Ein “level playing field”, also ein ebenes Spielfeld, soll auch künftig die Grundlage des Handels zwischen der EU und Großbritannien sein. Um dies auch im Bereich des Arbeitsrechts zu gewährleisten, stellt das neue Handelsabkommen zwischen der EU und Großbritannien bestimmte Grundsätze auf und regelt wichtige Einzelfragen.

So sieht das Abkommen grundsätzlich vor, dass Großbritannien das zum 31. Dezember 2020 geltende Niveau der Arbeitnehmerrechte nicht in einer Weise abschwächen oder reduzieren darf, die Handel oder Investitionen beeinträchtigt. Damit bleiben die Gesetze in der Form bestehen, wie sie aktuell sind – das heißt auf EU-Standard.
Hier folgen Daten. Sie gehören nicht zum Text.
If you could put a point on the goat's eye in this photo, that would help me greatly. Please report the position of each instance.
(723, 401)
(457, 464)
Bei den grundlegenden Rechten am Arbeitsplatz, Gesundheits- und Sicherheitsstandards, fairen Arbeitsbedingungen, Beschäftigungsstandards, Informations- und Konsultationsrechten auf Unternehmensebene, bei Umstrukturierungen von Unternehmen und Betriebsübergängen dürfte es zunächst keine Abweichungen geben.

Das Abkommen hindert Großbritannien jedoch nicht daran, EU-Standards künftig zu unterlaufen: Dies ist nach dem Handelsabkommen ausdrücklich zulässig, sofern Handel und Investitionen nicht betroffen sind. Damit dürften Anpassungen etwa im Urlaubsrecht wohl zulässig sein, während beispielsweise einer vollständigen Liberalisierung des Arbeitszeitrechts Grenzen gesetzt wären: Durch solche Eingriffe würde das Gleichgewicht auf dem Europäischen bzw. Weltmarkt verschoben und könnte unter Umständen zu unzulässigen Handels- und Wettbewerbsvorteilen für Großbritannien führen.
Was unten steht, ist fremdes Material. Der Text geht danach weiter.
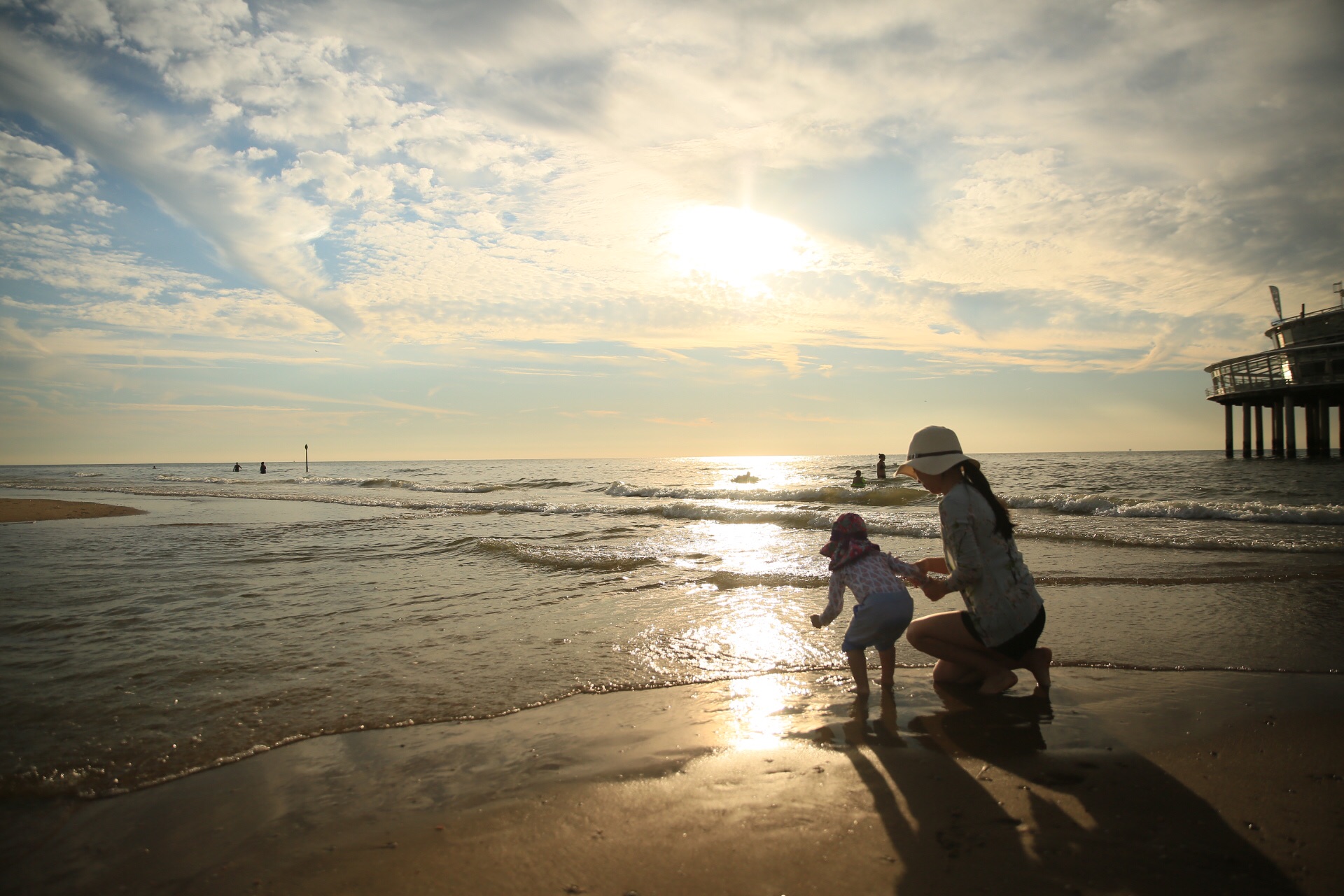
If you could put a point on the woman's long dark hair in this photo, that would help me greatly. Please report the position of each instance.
(974, 479)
Weicht Großbritannien vom EU-Standard ab, kann es teuer werden

Für künftige Rechtsakte sieht das Abkommen vor, dass die EU “angemessene Ausgleichsmaßnahmen” bis hin zu Strafzöllen ergreifen kann, wenn Großbritannien in Bezug auf die Arbeitsrechte in einer Weise von der EU abweicht, die sich wesentlich auf Handel oder Investitionen auswirkt – und zwar vorbehaltlich eines Schiedsgerichtsverfahrens. Jede angebliche Auswirkung auf Handel oder Investitionen “muss auf zuverlässigen Beweisen und nicht nur auf Vermutungen oder entfernten Möglichkeiten beruhen”.

Demnach ist Großbritannien zwar nicht verpflichtet, sein zukünftiges Arbeitsrecht streng an EU-Richtlinien oder EuGH-Entscheidungen anzupassen, um weiterhin zollfreien Handel betreiben zu können. Die EU könnte jedoch zu Ausgleichsmaßnahmen, notfalls eben auch zu Strafzöllen, greifen, wenn die britische Gesetzgebung zu einem spürbaren Vorteil für ihr Land im internationalen Handel führt. 

Die Krux: Dies setzt voraus, dass der behauptete Wettbewerbsvorteil tatsächlich nachweisbar ist. Damit sind langwierige Schiedsgerichtsverfahren vorgezeichnet, bevor es tatsächlich zu derartigen Sanktionen kommen kann.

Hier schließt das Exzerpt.